Criada em 2006, a Moratória da Soja é um acordo entre tradings, indústrias e organizações da sociedade civil. As empresas signatárias comprometem-se a não adquirir soja cultivada em áreas do bioma Amazônia desmatadas depois de julho de 2008, ainda que a supressão da vegetação tenha sido legalmente autorizada.
O conflito surgiu porque produtores rurais sustentam que o pacto impõe uma restrição comercial superior ao Código Florestal. Uma propriedade situada no bioma Amazônia pode cumprir a reserva legal, possuir todas as licenças e, mesmo assim, ter a soja rejeitada caso tenha aberto legalmente uma área depois da data de corte.
Em resposta, Mato Grosso aprovou a Lei 12.709, de outubro de 2024. A norma proíbe a concessão de incentivos fiscais e terrenos públicos a empresas que participem de acordos capazes de limitar a expansão agropecuária em áreas não protegidas pela legislação ambiental.
O STF decidiu que essa reação é constitucional. Para os ministros, cabe ao Estado estabelecer as condições para a concessão de benefícios custeados pela sociedade. A lei não proíbe a Moratória nem obriga as empresas a comprar de determinado produtor. Apenas condiciona o acesso aos instrumentos estaduais de fomento.
“O setor privado é livre, compra soja de quem quer. Em contrapartida, o poder público também não é subordinado a desejos da iniciativa empresarial”, afirmou o ministro Flávio Dino.
A retirada dos benefícios, contudo, não poderá ocorrer de maneira automática. O Supremo determinou que o Estado respeite as anterioridades anual e de 90 dias, garantias tributárias que impedem a cobrança imediata decorrente da supressão de incentivos.
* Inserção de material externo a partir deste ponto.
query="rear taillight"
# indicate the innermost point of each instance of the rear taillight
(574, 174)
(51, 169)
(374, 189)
Também deverá ser observada a Súmula 544 do STF, segundo a qual isenções concedidas sob condição onerosa não podem ser livremente retiradas antes de concluído o período ou cumpridas as condições que justificaram sua concessão.
Ao mesmo tempo, por maioria, o Tribunal reconheceu que a Moratória da Soja é compatível com a Constituição. O entendimento foi de que empresas privadas podem estabelecer políticas de compra mais rigorosas que o mínimo previsto na legislação, desde que não obriguem o poder público nem impeçam a aplicação do Código Florestal.
O STF determinou ainda a extinção de processos judiciais e administrativos, inclusive procedimentos no Conselho Administrativo de Defesa Econômica, fundamentados na suposta ilegalidade ou inconstitucionalidade da Moratória. Dias Toffoli, André Mendonça e Luiz Fux divergiram dessa parte, por entenderem que eventual prática de cartel deveria ser analisada pelo Cade.
O resultado não representa vitória completa de nenhum dos lados. As tradings preservaram o direito de manter o acordo e seus critérios de compra. Mato Grosso preservou a lei que retira incentivos públicos das empresas participantes.
Na prática, cada companhia terá de fazer uma escolha econômica: permanecer na Moratória, atendendo aos compromissos ambientais e às exigências de mercados internacionais, ou preservar o acesso a benefícios fiscais e terrenos públicos concedidos pelo Estado.
A decisão encerra a discussão constitucional, mas não necessariamente o conflito econômico. Mato Grosso é o maior produtor de soja do país e tem parte expressiva de seu território no bioma Amazônia. Qualquer mudança nos incentivos poderá afetar investimentos, localização de indústrias e estratégias das grandes compradoras de grãos.
O Supremo reconheceu, em síntese, duas liberdades simultâneas: a das empresas para comprar segundo suas políticas ambientais e a do Estado para decidir quem recebe recursos e benefícios públicos.
Nota de Transparência
A matéria foi produzida com base no comunicado oficial do STF, no texto da Lei estadual 12.709/2024 e nos registros públicos do julgamento das ADIs 7.774 e 7.775.